The consultation principles also make clear “sufficient information should be made available to stakeholders to enable them to make informed comments”. I am concerned that this principle is certainly not being abided by, as there is wholly insufficient information being made available in respect of the revenues / costs of Island Line, and furthermore in relation to what the proposed separate self-sustaining model could mean in practice.
If the Government genuinely wishes to receive informed comments in response to this consultation, they should be making available much more information about how they envisage this proposed self-sustaining business working, particularly if it is – as intended – for implementation during the next franchise period.
Vision should be clear
For example, the consultation document should make clear whether the Government’s vision of a self-sustaining business would include responsibility for all operational costs, some operational costs, and / or just those relating to rolling stock, or wider infrastructure as well.
What are the Government’s intentions in respect of the Lease Agreement when it expires in 2019 – do they see this being renewed with an incumbent operator or instead for issues of track access (and maintenance) to be overseen in the longer-term by the proposed self-sustaining business, on an entirely self-sustaining basis?
This is a point which requires clarification, so that consultees can make an informed response, particularly in light of the Rail Minister’s suggestion in September 2015 that Network Rail should take on the full cost of maintaining the line’s infrastructure, including the track, pier and stations. No reference is made to this ministerial commitment in the consultation document, thereby raising questions as to whether this remains the Government’s intention in terms of the way forward. Knowing the Government’s intentions in this respect is essential in enabling informed comments to be made.
Being clear about “how they have come to the decision to consult in a particular way”

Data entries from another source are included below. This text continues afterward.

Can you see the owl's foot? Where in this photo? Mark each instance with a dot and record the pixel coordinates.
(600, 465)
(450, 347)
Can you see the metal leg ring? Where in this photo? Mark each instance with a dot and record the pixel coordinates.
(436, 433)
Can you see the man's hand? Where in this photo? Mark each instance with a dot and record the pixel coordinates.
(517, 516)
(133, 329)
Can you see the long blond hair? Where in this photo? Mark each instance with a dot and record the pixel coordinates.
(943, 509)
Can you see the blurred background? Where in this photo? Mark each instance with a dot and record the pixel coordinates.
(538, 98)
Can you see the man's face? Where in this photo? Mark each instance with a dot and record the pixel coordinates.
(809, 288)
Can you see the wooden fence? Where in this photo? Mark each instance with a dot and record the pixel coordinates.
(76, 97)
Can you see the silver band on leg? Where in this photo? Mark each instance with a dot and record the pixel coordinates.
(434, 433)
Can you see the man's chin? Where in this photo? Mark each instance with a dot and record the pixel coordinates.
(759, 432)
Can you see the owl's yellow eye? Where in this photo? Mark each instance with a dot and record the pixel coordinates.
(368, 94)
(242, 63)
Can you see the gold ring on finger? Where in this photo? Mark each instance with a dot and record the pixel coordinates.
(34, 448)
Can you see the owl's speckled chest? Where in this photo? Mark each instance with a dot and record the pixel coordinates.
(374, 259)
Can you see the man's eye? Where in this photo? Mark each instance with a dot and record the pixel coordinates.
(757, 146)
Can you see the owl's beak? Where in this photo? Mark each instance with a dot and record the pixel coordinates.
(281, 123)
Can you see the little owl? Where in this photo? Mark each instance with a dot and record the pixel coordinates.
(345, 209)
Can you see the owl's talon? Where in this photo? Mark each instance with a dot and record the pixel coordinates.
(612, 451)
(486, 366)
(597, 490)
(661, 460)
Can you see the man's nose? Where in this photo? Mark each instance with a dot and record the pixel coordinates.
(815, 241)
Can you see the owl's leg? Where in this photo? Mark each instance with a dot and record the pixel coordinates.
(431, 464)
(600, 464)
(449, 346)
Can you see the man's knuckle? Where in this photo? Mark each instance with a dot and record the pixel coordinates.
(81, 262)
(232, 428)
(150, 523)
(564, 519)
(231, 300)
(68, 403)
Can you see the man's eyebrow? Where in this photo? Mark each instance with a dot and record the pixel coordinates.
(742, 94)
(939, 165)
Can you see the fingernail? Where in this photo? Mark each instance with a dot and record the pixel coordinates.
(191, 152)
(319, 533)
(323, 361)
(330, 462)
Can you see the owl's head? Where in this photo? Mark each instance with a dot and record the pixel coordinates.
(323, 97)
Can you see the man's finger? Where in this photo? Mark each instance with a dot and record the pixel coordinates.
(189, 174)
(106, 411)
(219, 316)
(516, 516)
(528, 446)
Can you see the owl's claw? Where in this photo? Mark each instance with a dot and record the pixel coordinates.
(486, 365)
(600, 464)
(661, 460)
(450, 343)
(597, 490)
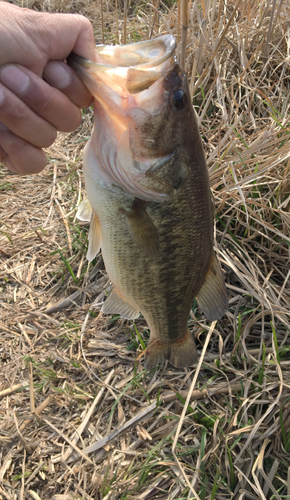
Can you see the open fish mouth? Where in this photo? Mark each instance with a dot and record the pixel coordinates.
(127, 84)
(133, 67)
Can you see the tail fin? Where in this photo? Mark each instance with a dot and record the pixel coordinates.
(180, 353)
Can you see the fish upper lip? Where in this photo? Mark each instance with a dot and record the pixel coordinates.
(138, 65)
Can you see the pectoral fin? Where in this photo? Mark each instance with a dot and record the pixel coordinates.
(212, 297)
(94, 237)
(84, 212)
(142, 229)
(115, 304)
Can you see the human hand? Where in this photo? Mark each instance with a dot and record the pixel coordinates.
(39, 93)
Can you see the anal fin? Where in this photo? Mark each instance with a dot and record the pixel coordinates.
(115, 304)
(212, 297)
(94, 237)
(180, 353)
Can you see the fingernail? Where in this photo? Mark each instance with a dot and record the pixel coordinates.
(57, 75)
(14, 79)
(3, 127)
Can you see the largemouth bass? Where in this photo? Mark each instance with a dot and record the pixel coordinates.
(150, 206)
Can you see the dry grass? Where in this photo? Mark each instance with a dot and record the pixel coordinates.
(79, 417)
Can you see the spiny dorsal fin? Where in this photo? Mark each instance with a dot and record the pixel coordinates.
(84, 212)
(94, 237)
(115, 304)
(142, 229)
(212, 297)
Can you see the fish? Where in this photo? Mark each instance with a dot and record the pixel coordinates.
(149, 199)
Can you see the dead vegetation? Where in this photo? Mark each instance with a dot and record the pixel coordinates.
(79, 416)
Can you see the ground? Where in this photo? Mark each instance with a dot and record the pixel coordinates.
(79, 415)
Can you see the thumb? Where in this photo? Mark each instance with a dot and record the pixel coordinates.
(63, 33)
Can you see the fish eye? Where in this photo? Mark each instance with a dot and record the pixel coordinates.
(179, 99)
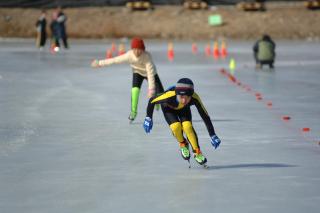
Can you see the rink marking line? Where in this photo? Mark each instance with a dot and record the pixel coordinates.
(303, 131)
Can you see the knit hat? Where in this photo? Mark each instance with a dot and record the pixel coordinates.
(184, 87)
(137, 43)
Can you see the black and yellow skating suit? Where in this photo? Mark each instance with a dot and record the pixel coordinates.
(179, 117)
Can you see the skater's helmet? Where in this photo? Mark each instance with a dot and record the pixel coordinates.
(137, 43)
(184, 87)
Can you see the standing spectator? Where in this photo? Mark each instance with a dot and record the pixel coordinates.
(62, 18)
(264, 52)
(54, 27)
(41, 26)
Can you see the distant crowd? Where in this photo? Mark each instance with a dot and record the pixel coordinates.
(57, 28)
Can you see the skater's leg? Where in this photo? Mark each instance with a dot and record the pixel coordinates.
(176, 129)
(135, 92)
(186, 117)
(191, 135)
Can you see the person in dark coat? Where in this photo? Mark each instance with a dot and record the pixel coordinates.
(62, 18)
(41, 26)
(55, 35)
(264, 52)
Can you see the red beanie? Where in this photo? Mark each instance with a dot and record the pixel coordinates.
(137, 43)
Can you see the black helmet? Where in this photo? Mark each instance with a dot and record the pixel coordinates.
(184, 87)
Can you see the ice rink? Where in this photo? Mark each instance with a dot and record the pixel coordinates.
(66, 144)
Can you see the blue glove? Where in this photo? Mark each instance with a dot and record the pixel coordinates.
(215, 141)
(147, 124)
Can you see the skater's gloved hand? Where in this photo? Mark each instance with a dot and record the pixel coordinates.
(215, 141)
(95, 63)
(151, 93)
(147, 124)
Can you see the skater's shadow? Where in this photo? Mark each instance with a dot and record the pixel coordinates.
(252, 165)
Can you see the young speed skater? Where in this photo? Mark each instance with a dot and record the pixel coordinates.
(175, 103)
(142, 67)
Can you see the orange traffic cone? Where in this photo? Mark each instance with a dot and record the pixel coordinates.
(208, 50)
(194, 48)
(109, 54)
(113, 47)
(216, 52)
(122, 49)
(170, 51)
(223, 51)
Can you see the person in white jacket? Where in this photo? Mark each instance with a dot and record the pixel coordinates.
(142, 67)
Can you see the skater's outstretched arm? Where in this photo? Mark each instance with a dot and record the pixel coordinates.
(106, 62)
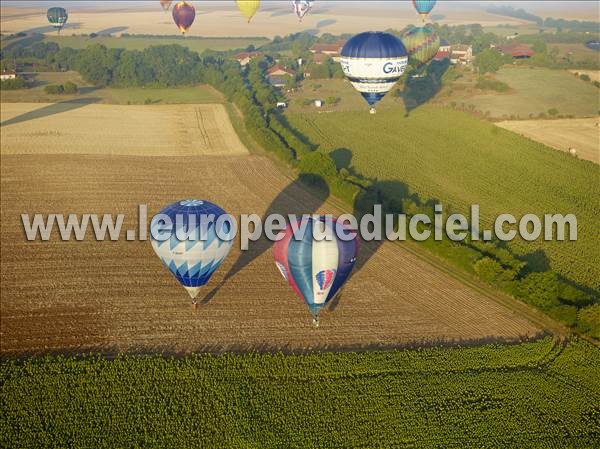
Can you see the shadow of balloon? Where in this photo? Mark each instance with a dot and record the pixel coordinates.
(303, 196)
(419, 90)
(109, 31)
(51, 29)
(46, 111)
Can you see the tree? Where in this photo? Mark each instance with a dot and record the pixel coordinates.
(540, 289)
(489, 60)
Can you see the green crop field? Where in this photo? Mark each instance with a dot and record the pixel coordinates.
(439, 153)
(535, 91)
(533, 395)
(141, 42)
(130, 95)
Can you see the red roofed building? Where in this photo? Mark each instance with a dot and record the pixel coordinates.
(8, 75)
(278, 70)
(441, 55)
(332, 50)
(245, 57)
(320, 58)
(517, 51)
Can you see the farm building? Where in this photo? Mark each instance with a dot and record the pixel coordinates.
(517, 51)
(461, 54)
(320, 58)
(441, 55)
(8, 75)
(330, 50)
(278, 70)
(245, 57)
(445, 46)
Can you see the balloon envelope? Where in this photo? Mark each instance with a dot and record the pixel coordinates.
(424, 7)
(57, 17)
(373, 62)
(192, 260)
(422, 44)
(316, 268)
(183, 16)
(301, 8)
(248, 7)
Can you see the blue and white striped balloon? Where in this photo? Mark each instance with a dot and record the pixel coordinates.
(373, 62)
(196, 243)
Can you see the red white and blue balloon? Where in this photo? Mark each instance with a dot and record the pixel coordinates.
(195, 244)
(316, 268)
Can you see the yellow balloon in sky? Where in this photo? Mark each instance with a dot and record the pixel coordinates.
(248, 7)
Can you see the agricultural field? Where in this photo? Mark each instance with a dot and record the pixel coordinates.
(593, 74)
(341, 89)
(89, 94)
(532, 395)
(535, 91)
(81, 128)
(582, 135)
(141, 42)
(394, 298)
(438, 153)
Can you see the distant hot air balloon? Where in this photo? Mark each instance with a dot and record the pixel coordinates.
(301, 8)
(193, 247)
(183, 15)
(166, 4)
(316, 268)
(57, 17)
(373, 62)
(422, 44)
(248, 8)
(424, 7)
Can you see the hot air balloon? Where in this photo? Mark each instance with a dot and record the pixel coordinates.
(57, 17)
(183, 16)
(248, 7)
(301, 8)
(166, 4)
(316, 268)
(373, 62)
(424, 7)
(422, 44)
(195, 244)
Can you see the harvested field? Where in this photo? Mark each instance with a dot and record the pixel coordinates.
(109, 296)
(581, 134)
(84, 128)
(222, 19)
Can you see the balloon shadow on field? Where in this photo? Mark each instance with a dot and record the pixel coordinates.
(389, 194)
(54, 108)
(109, 31)
(303, 196)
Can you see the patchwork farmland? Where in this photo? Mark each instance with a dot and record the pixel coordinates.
(54, 298)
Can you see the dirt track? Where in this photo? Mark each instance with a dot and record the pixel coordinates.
(114, 296)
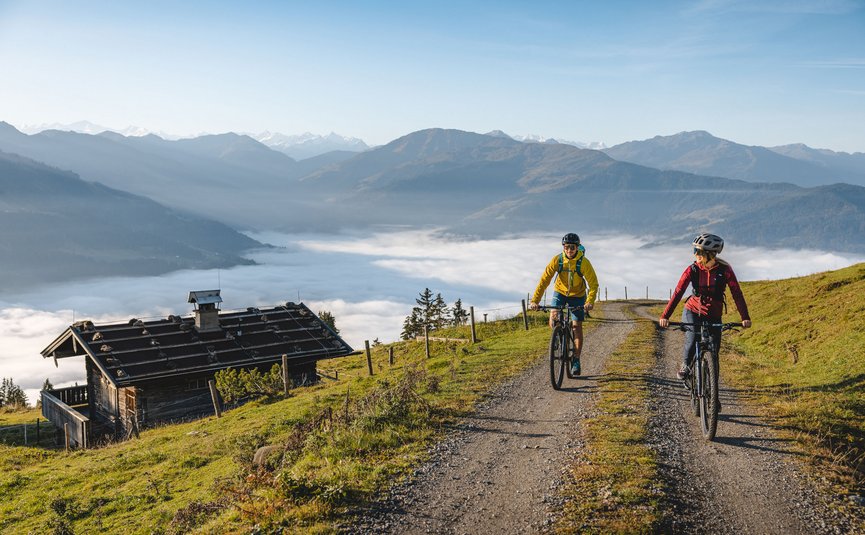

Finally, the consultation principles are clear that “departments should be clear how they have come to the decision to consult in a particular way, and senior officials and ministers should be sighted on the considerations taken into account in order to enable them to ensure the quality of consultations”.
However it is not clear how the DfT came to the decision to consult about Island Line on the basis of a narrow, pre-determined basis for this service that excluded the option for it being an integral, long-term part of the wider franchise for its entire duration.
In line with this consultation principle requirement, the DfT should be making clear how they came to the decision to consult on such a narrowly-defined basis for Island Line’s future, rather than – as is the case for the rest of the network – allowing for a more inclusive approach to be taken.
In being clear about how they came to the decision, the DfT should explain what factors and influences (such as the determined representations made by the Isle of Wight’s Member of Parliament over the past 12 months) led to the decision to consult about Island Line in this very limited manner.
At the moment, the requirement to be clear about how the DfT came to a decision to consult in this way in respect of Island Line is not being met.